Falling in Love with My Father in the Snow
Because when we came to America,
the landscape was black and white,
snow and dark bark like the blotted print of
the New York Times he read on Sundays.
Because he brought us here in January,
when sleet swept across the horizon,
like a curtain to erase what I had
known before, the colours of an island.
Because when he drove a car, held a steering
wheel in his hands, a faucet to turn off,
on. He was happy as traffic rushed by
in the streams of water he was so thirsty for.
Morning Flight
It is not a hearse exactly, as the black
taxi van beams through the night,
makes a way through the curved
Bermuda lanes, to pick me up. Not
an out of body experience exactly,
as the radio cab clicks in and out,
with locations, streets my memory
might scan near death, now packs
for the journey: South Shore, Sandys,
Hamilton, Flatts Inlet, Salt Kettle.
As if the driver turned over in her sleep,
mutters details from a good day’s work.
Not resurrection exactly as the flight
takes me up into an even blue, where
turbulence smooths out like rumpled
clothes in my baggage will after spin/dry.
Rock Solid
Bermudians don’t need rocking chairs
to cool out, relax. The ocean will do
with the tide quick-sanding the beach,
leaving while arriving, such a sway of water.
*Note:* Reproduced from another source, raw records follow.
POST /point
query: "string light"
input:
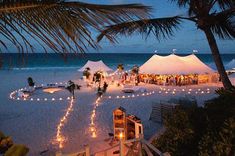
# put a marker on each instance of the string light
(92, 128)
(59, 136)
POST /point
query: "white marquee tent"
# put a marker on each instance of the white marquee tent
(95, 66)
(174, 65)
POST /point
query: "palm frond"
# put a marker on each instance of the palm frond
(225, 4)
(181, 3)
(224, 25)
(160, 27)
(63, 26)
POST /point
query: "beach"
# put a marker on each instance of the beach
(34, 123)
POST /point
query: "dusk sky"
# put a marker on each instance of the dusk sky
(185, 40)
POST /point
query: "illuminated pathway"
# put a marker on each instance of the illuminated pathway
(59, 136)
(92, 127)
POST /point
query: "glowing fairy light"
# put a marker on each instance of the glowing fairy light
(59, 136)
(92, 127)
Bermudians remember the hand steadies
the boat slapping up to the dock like
a pup to a bitches teat, jumps up in the air.
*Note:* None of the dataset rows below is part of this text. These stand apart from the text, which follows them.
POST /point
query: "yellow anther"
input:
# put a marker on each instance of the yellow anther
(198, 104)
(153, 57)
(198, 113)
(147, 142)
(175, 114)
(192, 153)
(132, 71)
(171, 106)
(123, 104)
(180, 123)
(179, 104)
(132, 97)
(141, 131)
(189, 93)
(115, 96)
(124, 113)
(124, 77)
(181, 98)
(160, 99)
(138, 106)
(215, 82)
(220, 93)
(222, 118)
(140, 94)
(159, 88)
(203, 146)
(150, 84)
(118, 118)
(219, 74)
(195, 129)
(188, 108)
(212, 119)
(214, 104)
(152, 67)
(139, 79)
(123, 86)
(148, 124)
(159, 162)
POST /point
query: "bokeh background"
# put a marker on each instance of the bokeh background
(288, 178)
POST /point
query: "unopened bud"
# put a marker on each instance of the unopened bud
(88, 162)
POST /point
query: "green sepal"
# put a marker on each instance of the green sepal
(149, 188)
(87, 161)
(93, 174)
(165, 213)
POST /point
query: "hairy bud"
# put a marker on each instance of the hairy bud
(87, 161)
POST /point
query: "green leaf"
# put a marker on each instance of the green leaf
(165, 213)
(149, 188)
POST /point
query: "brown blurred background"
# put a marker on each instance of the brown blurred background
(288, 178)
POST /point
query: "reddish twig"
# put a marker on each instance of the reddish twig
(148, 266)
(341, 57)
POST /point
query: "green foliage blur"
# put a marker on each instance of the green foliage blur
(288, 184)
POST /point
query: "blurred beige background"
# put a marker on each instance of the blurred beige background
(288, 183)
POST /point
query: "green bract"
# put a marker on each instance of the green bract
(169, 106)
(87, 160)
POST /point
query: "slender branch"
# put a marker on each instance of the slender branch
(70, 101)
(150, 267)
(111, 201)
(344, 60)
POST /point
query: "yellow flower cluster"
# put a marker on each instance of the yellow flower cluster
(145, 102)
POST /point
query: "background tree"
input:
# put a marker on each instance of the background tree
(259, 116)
Bermudians need a solid chair while they
watch the horizon, waves rise up like
children to peek over the flat line fence,
to see what is beyond, not being tilted
back, forth bringing it in, out of focus.
Island Bound Mail
The sign at the Post Office
shows what a terrorist
package might look like.
Just like the one I send,
has a clump of stamps in
the shape of Matisse’s Snail.
A school of fish swims
the front, headed up
for the surface. Bits of
scotch tape here, there,
like a snapper scaled.
And the loose brown
package paper, a sweater
a sibling hands down
to you, big, baggy,
the Shetland Wool
unravels into the string
wound round and round.
The postmistress asks if
anything is explosive
inside. I want to say Yes!
Books have been known
to cause revolutions, pages
turning, fan many a fire!
The non-terrorist package
has the US Postal Eagle.
Swift, eyes anything out
of uniform, what strays across
lines, roams 3rd class mail, it
is eager to pick up in tallows.
I is for Immigrant
The vertical you become
leaving your country.
I is for how you see
differently, eye pupils learn
another country. I is for
I’m a migrant now. I is
for the two stitches sewn
across a border, top one
holds the fray of exit,
bottom, the pull of return.
Shakespearean
We stare at the jaws of the white shark,
teeth sharp as cut diamonds for
a Harry Winston necklace.
They must have had their own
beauty, a tiara shimmering in
the silk of the dark undersea.
But we cannot look without
seeing ribbons of red, the un-packaged
human. Neither can we look
at its snare without remembering
the slaves harvesting bright jewels
in a dark pit in Africa. Beauty
and treachery so close, so
much a part of the ocean where
the lionfish, dazzling as
a sequined evening purse,
hordes and steals, floats in
with its striped Shakespearean collar.